Kapolsek Ternate Utara, Iptu Rizki Kurniawan Tresnadi mengatakan peristiwa itu terjadi di Pelabuhan Dufa-Dufa, Kecamatan Ternate Utara, Senin (19/1). Anggota Bhabinkamtibmas membuang sampah plastik saat memusnahkan barang bukti miras yang ditemukan di kawasan dermaga.
“Itu (pemusnahan miras) kemarin siang,” ujar Rizki membenarkan video itu saat dikonfirmasi infocom, Selasa (20/1/2026).

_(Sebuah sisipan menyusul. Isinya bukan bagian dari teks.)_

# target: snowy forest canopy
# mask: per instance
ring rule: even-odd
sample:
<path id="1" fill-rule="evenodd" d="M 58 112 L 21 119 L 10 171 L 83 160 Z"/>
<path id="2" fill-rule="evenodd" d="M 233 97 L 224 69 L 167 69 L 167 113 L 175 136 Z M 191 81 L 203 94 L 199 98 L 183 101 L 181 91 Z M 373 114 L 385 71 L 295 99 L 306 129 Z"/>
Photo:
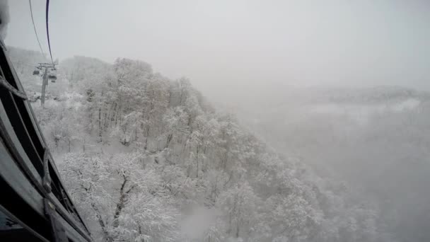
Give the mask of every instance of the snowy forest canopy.
<path id="1" fill-rule="evenodd" d="M 41 55 L 8 50 L 96 241 L 406 241 L 379 204 L 313 172 L 303 157 L 315 157 L 272 149 L 186 78 L 74 57 L 60 62 L 42 108 L 32 76 Z M 285 144 L 306 142 L 296 141 Z"/>

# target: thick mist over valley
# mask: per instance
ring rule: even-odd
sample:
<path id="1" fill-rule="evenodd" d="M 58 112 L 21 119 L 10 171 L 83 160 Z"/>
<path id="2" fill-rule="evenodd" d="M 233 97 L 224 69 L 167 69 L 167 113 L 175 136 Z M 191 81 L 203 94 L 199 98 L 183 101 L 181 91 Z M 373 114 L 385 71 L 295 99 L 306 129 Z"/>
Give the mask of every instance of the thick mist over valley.
<path id="1" fill-rule="evenodd" d="M 9 4 L 95 241 L 430 241 L 429 3 Z"/>

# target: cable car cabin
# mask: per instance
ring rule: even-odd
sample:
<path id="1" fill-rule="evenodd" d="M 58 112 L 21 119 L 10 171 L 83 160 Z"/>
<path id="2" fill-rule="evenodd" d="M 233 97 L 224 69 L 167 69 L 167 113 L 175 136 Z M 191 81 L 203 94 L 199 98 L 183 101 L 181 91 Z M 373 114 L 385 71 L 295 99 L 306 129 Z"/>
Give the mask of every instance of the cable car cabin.
<path id="1" fill-rule="evenodd" d="M 93 241 L 1 40 L 0 190 L 0 241 Z"/>
<path id="2" fill-rule="evenodd" d="M 48 79 L 51 80 L 51 82 L 55 82 L 57 81 L 57 75 L 50 74 L 48 75 Z"/>
<path id="3" fill-rule="evenodd" d="M 55 68 L 51 69 L 51 71 L 48 74 L 48 79 L 51 80 L 51 82 L 55 82 L 57 81 L 57 69 Z"/>

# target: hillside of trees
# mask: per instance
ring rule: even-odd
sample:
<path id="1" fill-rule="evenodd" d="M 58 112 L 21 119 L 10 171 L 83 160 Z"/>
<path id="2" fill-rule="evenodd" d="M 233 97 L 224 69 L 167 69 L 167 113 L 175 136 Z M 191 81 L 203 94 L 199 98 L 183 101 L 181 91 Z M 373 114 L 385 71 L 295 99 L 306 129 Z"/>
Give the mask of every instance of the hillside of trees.
<path id="1" fill-rule="evenodd" d="M 279 155 L 186 78 L 74 57 L 42 108 L 31 72 L 43 58 L 9 52 L 97 241 L 395 241 L 377 206 Z"/>

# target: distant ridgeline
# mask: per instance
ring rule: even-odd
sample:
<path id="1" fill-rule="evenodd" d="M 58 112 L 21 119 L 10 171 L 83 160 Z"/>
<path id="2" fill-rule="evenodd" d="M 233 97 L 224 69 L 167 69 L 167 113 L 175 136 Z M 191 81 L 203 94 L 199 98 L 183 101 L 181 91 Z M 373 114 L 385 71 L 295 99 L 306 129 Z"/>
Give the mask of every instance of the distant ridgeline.
<path id="1" fill-rule="evenodd" d="M 36 83 L 30 71 L 40 55 L 11 51 L 23 85 Z M 127 59 L 75 57 L 58 70 L 47 91 L 58 98 L 34 108 L 95 238 L 394 241 L 376 207 L 280 157 L 187 79 L 171 81 Z M 190 233 L 182 221 L 193 208 L 216 212 Z"/>

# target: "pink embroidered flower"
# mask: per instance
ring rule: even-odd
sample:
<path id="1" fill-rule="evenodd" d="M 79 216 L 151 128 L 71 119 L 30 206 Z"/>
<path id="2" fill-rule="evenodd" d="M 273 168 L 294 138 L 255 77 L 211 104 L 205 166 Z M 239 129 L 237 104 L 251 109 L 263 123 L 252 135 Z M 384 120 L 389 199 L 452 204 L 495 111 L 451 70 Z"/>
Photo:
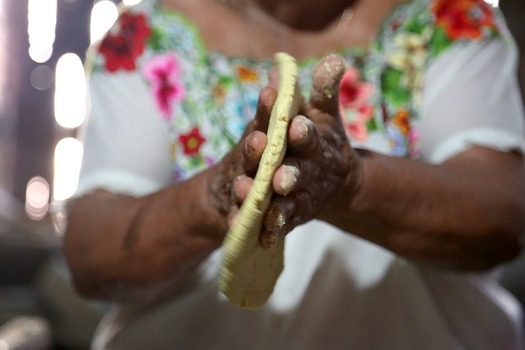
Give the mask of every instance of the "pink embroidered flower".
<path id="1" fill-rule="evenodd" d="M 182 144 L 185 155 L 196 156 L 202 144 L 206 142 L 206 138 L 201 135 L 199 128 L 193 128 L 187 134 L 180 135 L 179 142 Z"/>
<path id="2" fill-rule="evenodd" d="M 368 137 L 366 123 L 374 112 L 369 101 L 372 92 L 372 84 L 361 81 L 357 69 L 350 67 L 346 71 L 339 90 L 339 113 L 347 135 L 357 141 Z"/>
<path id="3" fill-rule="evenodd" d="M 184 98 L 184 86 L 179 80 L 180 67 L 173 54 L 153 57 L 144 65 L 144 76 L 151 84 L 157 108 L 162 116 L 171 120 L 173 103 Z"/>

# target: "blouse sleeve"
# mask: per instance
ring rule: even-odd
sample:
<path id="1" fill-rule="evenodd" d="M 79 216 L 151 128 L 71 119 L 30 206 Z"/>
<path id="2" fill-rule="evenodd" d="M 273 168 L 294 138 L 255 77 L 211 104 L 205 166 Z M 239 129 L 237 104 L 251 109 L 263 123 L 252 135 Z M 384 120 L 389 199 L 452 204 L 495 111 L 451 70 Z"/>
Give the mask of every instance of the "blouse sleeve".
<path id="1" fill-rule="evenodd" d="M 422 157 L 441 163 L 479 145 L 525 151 L 517 52 L 504 40 L 452 48 L 427 70 L 420 122 Z"/>
<path id="2" fill-rule="evenodd" d="M 84 156 L 76 195 L 96 188 L 146 195 L 170 182 L 167 128 L 136 72 L 95 72 L 81 134 Z"/>

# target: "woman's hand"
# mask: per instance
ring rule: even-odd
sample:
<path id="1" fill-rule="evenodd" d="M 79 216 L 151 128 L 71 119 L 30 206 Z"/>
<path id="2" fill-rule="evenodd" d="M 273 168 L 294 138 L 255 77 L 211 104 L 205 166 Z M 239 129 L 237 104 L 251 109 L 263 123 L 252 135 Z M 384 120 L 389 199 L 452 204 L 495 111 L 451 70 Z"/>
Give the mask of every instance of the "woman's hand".
<path id="1" fill-rule="evenodd" d="M 311 98 L 301 111 L 308 117 L 299 115 L 292 120 L 286 157 L 273 178 L 275 195 L 263 222 L 262 247 L 271 246 L 277 237 L 331 210 L 334 194 L 343 186 L 353 188 L 357 183 L 359 163 L 338 112 L 339 82 L 345 68 L 341 57 L 330 55 L 314 69 Z M 261 101 L 265 101 L 265 93 Z M 250 171 L 260 159 L 265 135 L 253 133 L 246 145 L 244 159 L 252 168 L 246 169 L 247 176 L 238 176 L 234 181 L 233 194 L 238 203 L 246 197 L 253 181 Z"/>

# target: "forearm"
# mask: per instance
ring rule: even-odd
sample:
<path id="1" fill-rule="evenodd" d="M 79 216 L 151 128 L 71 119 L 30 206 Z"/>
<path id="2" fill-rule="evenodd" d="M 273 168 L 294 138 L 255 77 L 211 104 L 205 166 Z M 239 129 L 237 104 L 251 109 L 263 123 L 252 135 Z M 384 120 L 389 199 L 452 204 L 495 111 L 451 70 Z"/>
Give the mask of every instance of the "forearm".
<path id="1" fill-rule="evenodd" d="M 445 268 L 484 269 L 519 252 L 525 180 L 518 155 L 474 149 L 439 166 L 367 152 L 361 160 L 357 193 L 338 192 L 326 221 Z"/>
<path id="2" fill-rule="evenodd" d="M 96 191 L 76 200 L 64 249 L 77 289 L 125 300 L 182 283 L 227 228 L 208 198 L 211 172 L 146 197 Z"/>

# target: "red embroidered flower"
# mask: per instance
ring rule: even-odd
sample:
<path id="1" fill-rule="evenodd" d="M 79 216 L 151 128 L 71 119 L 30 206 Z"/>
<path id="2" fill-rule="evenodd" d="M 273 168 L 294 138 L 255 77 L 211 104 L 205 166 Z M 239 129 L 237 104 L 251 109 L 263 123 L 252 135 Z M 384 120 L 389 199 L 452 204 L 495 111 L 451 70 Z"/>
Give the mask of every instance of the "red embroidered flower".
<path id="1" fill-rule="evenodd" d="M 179 141 L 184 147 L 184 154 L 194 156 L 199 154 L 200 147 L 206 139 L 201 136 L 199 128 L 193 128 L 189 133 L 180 135 Z"/>
<path id="2" fill-rule="evenodd" d="M 373 87 L 361 81 L 359 71 L 350 67 L 339 87 L 339 114 L 347 135 L 357 141 L 368 137 L 366 123 L 373 117 L 374 109 L 369 102 Z"/>
<path id="3" fill-rule="evenodd" d="M 496 27 L 490 5 L 483 0 L 438 0 L 432 10 L 451 39 L 477 39 L 484 28 Z"/>
<path id="4" fill-rule="evenodd" d="M 257 71 L 245 66 L 237 67 L 237 74 L 243 82 L 253 83 L 259 80 L 259 75 L 257 74 Z"/>
<path id="5" fill-rule="evenodd" d="M 151 30 L 143 14 L 123 13 L 117 22 L 118 30 L 110 31 L 100 43 L 105 67 L 110 72 L 135 69 L 135 61 L 146 46 Z"/>

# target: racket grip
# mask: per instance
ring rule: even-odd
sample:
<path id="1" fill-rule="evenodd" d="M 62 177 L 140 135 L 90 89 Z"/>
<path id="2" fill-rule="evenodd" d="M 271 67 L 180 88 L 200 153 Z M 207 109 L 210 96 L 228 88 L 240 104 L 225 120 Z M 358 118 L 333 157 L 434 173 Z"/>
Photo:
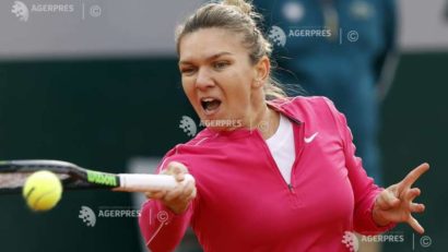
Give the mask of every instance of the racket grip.
<path id="1" fill-rule="evenodd" d="M 121 173 L 120 187 L 114 191 L 123 192 L 149 192 L 157 190 L 169 190 L 177 185 L 176 179 L 170 175 L 145 175 L 145 173 Z M 185 175 L 181 184 L 194 181 L 191 175 Z"/>

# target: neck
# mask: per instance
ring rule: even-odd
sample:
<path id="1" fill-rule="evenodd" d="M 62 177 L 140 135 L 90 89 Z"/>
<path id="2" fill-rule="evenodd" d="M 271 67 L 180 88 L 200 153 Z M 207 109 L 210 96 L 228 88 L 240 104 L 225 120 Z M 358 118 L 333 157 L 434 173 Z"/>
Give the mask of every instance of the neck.
<path id="1" fill-rule="evenodd" d="M 280 113 L 268 107 L 266 101 L 254 111 L 249 119 L 249 129 L 259 130 L 264 140 L 271 137 L 280 124 Z"/>

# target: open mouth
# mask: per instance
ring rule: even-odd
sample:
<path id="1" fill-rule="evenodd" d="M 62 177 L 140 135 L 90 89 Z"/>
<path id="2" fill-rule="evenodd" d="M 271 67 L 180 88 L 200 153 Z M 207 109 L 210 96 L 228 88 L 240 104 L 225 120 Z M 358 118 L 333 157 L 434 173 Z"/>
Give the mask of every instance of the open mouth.
<path id="1" fill-rule="evenodd" d="M 215 98 L 202 98 L 201 106 L 205 111 L 205 115 L 210 116 L 217 111 L 221 106 L 221 100 Z"/>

Dia menuturkan pihaknya awalnya menerima informasi terkait paket yang diduga miras di Pelabuhan Dufa-dufa. Komandan Pos (Danpos) Pelabuhan Dufa-dufa kemudian melakukan pengecekan.
“Setelah dicek, ternyata itu benar miras. Jumlahnya sebanyak 41 kantong miras,” ungkapnya.
Rizki pun meminta maaf kepada masyarakat, terutama nelayan yang berada di wilayah sekitar. Ia berjanji kejadian itu akan menjadi bahan evaluasi dalam penanganan barang bukti, terutama miras.
“Ke depan untuk penanganan barang bukti berupa miras, akan kami serahkan ke Polres untuk dimusnahkan secara bersama. Jadi kami mohon maaf,” imbuh Rizki.
Dalam potongan video yang beredar, tampak seorang anggota Bhabinkamtibmas berdiri di samping dermaga dan mengambil miras jenis cap tikus dalam kemasan plastik. Dia lalu menusuk plastik itu hingga miras tumpah ke laut.
Setelah miras dalam kantong plastik habis, oknum polisi itu juga membuang bungkusan plastiknya ke laut. Hal itu dilakukan berulang kali hingga semua barang bukti miras yang disita habis.